Mrs. K.

 

Félix Vallotton, “The Cliff and the White Shore”, 1913

 

At the dawn of a new century or was it a millennium? — we don’t know, Kate Stevenson found a large metal box on a beach. Had she gone to explore the shores of the Baltic, the Caspian or the Adriatic? The story doesn’t say. She might have been just walking on a beach in Cornwall, a few miles from her home.
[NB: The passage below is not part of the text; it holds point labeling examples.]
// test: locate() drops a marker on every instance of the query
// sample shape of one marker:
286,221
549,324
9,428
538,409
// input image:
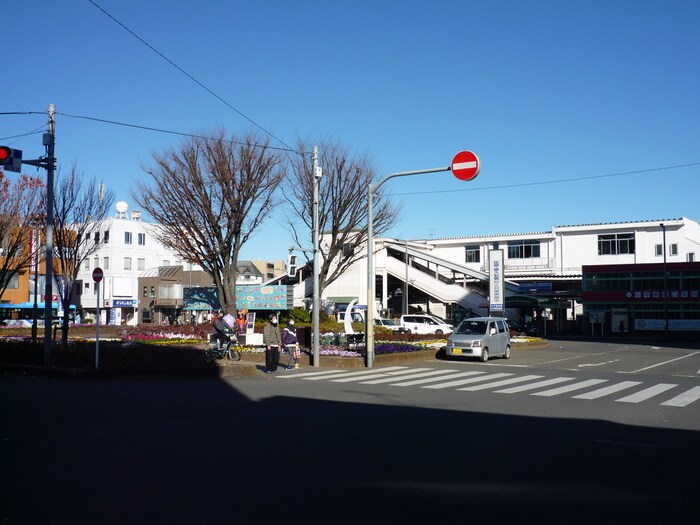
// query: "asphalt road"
294,450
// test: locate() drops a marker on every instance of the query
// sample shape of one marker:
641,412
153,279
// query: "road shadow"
198,451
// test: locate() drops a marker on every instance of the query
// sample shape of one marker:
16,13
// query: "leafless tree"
342,206
80,208
208,197
21,212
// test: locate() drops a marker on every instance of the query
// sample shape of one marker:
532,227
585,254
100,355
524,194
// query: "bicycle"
229,350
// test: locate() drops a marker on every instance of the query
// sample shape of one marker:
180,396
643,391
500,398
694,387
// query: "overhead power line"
161,130
554,181
193,79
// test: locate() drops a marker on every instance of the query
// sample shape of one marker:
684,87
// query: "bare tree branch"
209,197
342,206
80,207
21,210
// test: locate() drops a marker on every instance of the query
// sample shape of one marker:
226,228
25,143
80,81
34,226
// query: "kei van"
481,337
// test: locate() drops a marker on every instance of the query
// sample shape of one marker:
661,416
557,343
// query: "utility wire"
200,84
555,181
160,130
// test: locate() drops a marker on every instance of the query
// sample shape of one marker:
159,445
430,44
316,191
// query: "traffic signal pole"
48,289
371,190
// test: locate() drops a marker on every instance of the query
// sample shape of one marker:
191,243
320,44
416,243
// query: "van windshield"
472,327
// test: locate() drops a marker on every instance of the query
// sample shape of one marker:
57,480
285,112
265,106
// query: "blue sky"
542,91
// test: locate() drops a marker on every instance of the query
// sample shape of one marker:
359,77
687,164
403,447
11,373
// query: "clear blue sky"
541,90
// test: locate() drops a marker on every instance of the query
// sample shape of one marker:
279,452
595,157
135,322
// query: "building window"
472,253
616,243
523,249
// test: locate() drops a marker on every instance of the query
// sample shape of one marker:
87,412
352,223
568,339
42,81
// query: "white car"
388,323
425,324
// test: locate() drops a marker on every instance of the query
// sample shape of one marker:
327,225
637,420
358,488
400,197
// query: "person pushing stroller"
289,340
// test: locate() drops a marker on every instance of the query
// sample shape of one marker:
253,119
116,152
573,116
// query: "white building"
129,248
449,276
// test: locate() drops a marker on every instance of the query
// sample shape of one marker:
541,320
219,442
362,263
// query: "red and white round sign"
465,165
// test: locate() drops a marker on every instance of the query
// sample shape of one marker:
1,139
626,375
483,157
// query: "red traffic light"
5,154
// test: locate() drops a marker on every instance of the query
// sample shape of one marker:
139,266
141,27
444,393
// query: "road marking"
605,391
374,374
327,373
502,382
684,399
534,386
569,388
599,364
665,362
647,393
412,376
433,379
351,374
467,381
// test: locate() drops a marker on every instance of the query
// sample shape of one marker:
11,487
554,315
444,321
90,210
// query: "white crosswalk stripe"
684,399
362,373
411,376
534,386
502,382
434,379
647,393
467,381
373,375
606,391
570,388
478,380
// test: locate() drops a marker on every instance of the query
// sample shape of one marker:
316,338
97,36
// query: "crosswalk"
531,384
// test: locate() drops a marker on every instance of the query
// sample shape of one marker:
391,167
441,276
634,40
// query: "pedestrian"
289,340
272,339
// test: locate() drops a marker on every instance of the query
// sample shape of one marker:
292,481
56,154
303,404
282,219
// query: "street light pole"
663,228
48,288
371,189
316,314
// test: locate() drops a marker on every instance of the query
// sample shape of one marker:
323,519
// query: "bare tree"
209,197
80,208
342,206
21,211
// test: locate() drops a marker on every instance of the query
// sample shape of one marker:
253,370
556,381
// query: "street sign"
465,165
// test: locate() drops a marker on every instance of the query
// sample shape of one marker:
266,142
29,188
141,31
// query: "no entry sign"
465,165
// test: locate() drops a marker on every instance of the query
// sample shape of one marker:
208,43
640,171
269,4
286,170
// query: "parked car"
425,324
17,323
389,323
481,337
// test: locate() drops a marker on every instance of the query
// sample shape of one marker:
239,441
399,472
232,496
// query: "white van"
481,337
425,324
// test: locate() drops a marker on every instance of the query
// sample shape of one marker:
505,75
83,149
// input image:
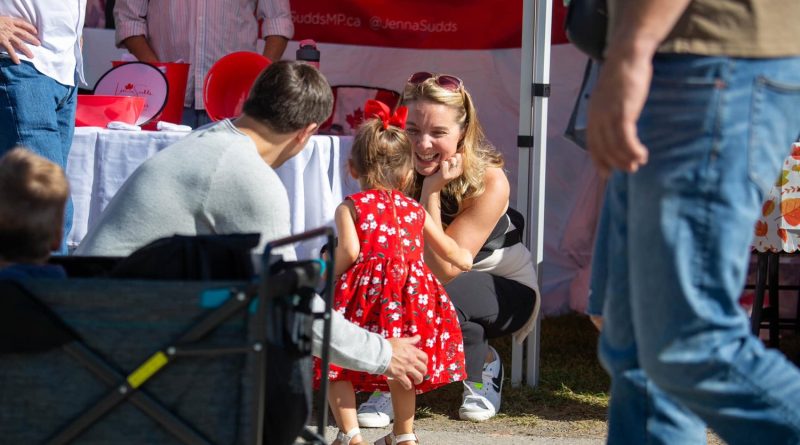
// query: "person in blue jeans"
694,109
40,64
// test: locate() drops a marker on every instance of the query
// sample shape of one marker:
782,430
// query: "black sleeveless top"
500,236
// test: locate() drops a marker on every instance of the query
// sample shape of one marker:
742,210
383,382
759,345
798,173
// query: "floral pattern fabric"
778,227
389,290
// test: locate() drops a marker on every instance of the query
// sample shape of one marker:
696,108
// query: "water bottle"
308,52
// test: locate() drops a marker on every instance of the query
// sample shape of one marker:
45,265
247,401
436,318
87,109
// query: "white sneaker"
482,400
377,411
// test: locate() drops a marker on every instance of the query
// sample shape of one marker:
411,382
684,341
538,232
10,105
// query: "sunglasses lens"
419,77
448,82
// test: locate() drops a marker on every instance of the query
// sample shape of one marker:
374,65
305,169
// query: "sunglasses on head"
446,81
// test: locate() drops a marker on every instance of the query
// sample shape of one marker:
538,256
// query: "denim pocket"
774,124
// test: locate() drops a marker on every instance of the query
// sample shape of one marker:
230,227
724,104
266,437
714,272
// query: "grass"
572,385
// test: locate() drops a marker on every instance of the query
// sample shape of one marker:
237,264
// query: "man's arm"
278,26
274,46
140,48
637,29
130,17
15,36
358,349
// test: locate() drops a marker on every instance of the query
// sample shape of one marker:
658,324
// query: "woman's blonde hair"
477,152
381,157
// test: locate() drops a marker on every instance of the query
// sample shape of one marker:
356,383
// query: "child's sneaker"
482,400
377,411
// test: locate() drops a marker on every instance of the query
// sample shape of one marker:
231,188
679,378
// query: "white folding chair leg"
527,361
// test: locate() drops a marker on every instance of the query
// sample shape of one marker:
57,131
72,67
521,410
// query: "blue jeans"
679,234
39,113
649,416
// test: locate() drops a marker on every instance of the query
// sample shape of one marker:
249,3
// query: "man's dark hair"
288,96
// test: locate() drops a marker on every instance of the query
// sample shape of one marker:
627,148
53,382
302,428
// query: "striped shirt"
199,32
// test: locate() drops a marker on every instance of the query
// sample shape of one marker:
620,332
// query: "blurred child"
384,285
33,193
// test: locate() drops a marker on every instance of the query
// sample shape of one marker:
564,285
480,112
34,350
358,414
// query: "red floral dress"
390,290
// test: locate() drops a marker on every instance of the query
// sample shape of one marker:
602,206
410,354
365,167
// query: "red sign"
428,24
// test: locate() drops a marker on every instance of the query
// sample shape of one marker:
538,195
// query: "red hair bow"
376,108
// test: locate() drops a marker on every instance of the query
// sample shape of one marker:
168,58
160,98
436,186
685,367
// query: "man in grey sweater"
221,179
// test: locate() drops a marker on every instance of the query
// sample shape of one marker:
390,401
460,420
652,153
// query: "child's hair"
33,193
381,157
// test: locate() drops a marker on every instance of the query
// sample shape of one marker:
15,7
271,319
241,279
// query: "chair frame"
189,344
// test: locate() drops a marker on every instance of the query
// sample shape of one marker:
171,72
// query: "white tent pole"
534,91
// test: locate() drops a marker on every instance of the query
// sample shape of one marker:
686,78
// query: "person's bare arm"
348,247
140,48
15,36
624,81
274,46
444,246
473,226
408,364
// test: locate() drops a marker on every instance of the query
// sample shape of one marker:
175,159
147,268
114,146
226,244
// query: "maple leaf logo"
355,119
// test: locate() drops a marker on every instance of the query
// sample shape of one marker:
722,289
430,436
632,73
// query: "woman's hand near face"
472,227
449,169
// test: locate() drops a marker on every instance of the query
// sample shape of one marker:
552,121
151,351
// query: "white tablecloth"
101,160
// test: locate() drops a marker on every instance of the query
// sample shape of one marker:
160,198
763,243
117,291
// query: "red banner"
421,24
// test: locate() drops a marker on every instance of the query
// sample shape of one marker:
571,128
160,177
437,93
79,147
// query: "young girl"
383,284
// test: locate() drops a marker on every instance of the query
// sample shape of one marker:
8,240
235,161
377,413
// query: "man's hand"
15,35
614,109
409,364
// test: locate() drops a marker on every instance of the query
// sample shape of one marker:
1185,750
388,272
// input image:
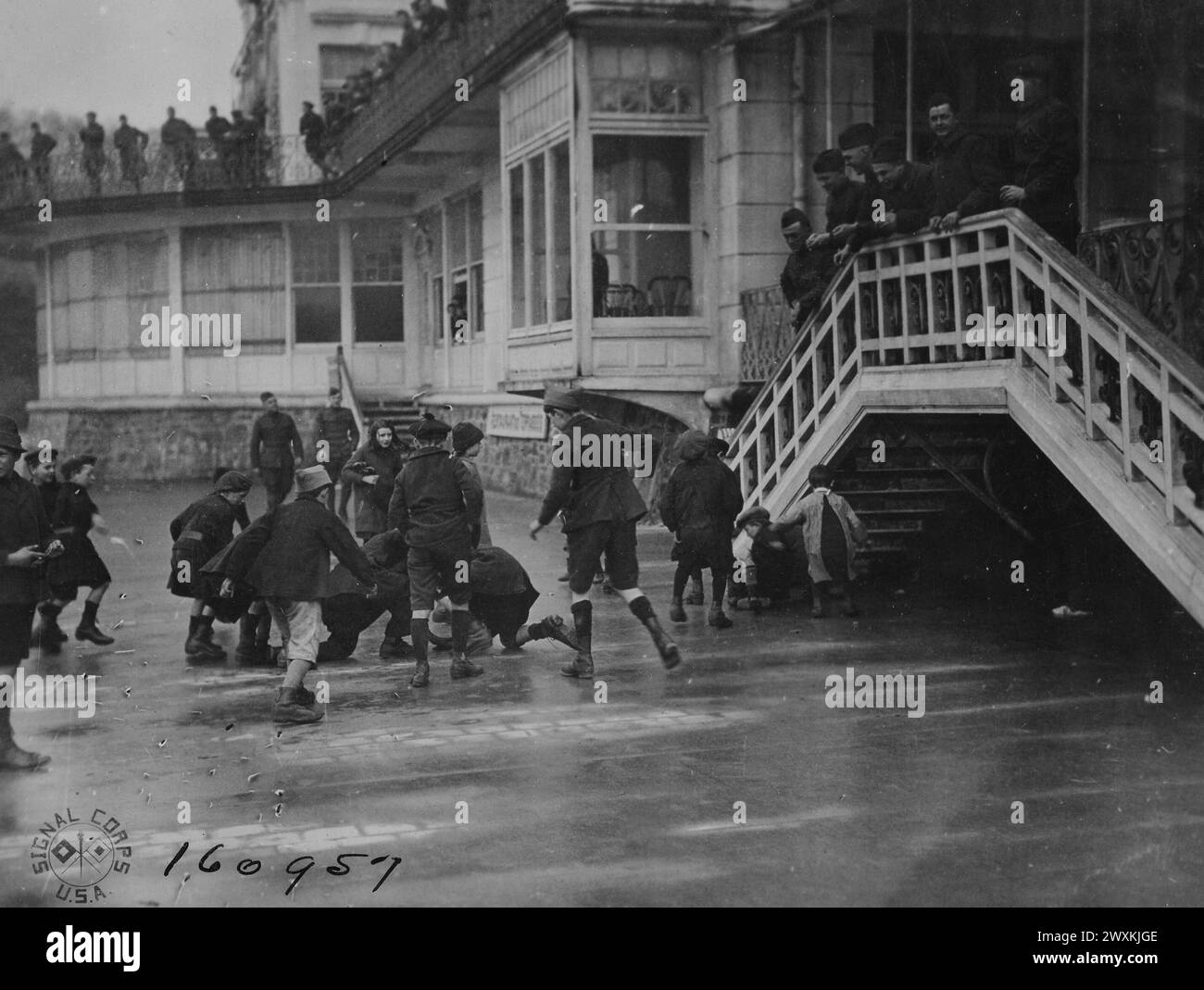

The metal box was square and sealed shut, with traces of a red and black tartan on the top and the figures of brown and plump birds scattered on all sides. The sea and the salt had blurred, even erased, the drawings, but Kate’s eye was able to reconstruct their contours out of the few details, as if her memory was unhesitatingly linking all the remnant dots to a familiar picture. And indeed, Kate could easily believe that she had just found a metal box similar to those of the biscuits she had eaten as a child. She had spent her childhood in Gants Hill, a small town in Essex, but she had never gone back since the waters had flooded everything, the town, its people, their butter biscuits. Her grandmother used to bring over a metal box on Friday evenings and incidentally point out that you shouldn’t eat them after eating potatoes or peppers or whatever other food — Kate didn’t know which was problematic. She only remembered that the biscuits, what did her grandmother call them? were not compatible with everything, but there was nothing exceptional about this because the family was used to making lists of incompatible foods as one makes lists of complementary colours that can be somewhat arbitrary. Curiously, for example, one should never eat bacon after eating toffees, whereas the opposite was not true. Jellies, on the other hand, escaped all prohibitions, whatever colour and flavour. Even the violet ones? Kate asked. Even the violet ones, her grandmother answered. And how about the fluorescent ones? No problem at all, her grandmother repeated. Kate was fascinated because to her nothing seemed less edible than those bright translucent jellies that shook in the centre of the table and which her grandmother had named jellytefish, because they looked like jellyfish. Why not just say jellyfish? Kate asked her grandmother who answered with wide ignorant eyes. Kate hadn’t kept any of these habits because her husband, Colin, despised people who claimed food identities. He found it vulgar, undignified, degrading. Not everyone can claim a pedigree such as yours, Kate protested softly, knowing that the word annoyed the well-born Colin because of its canine connotations. But what on earth were those biscuits called?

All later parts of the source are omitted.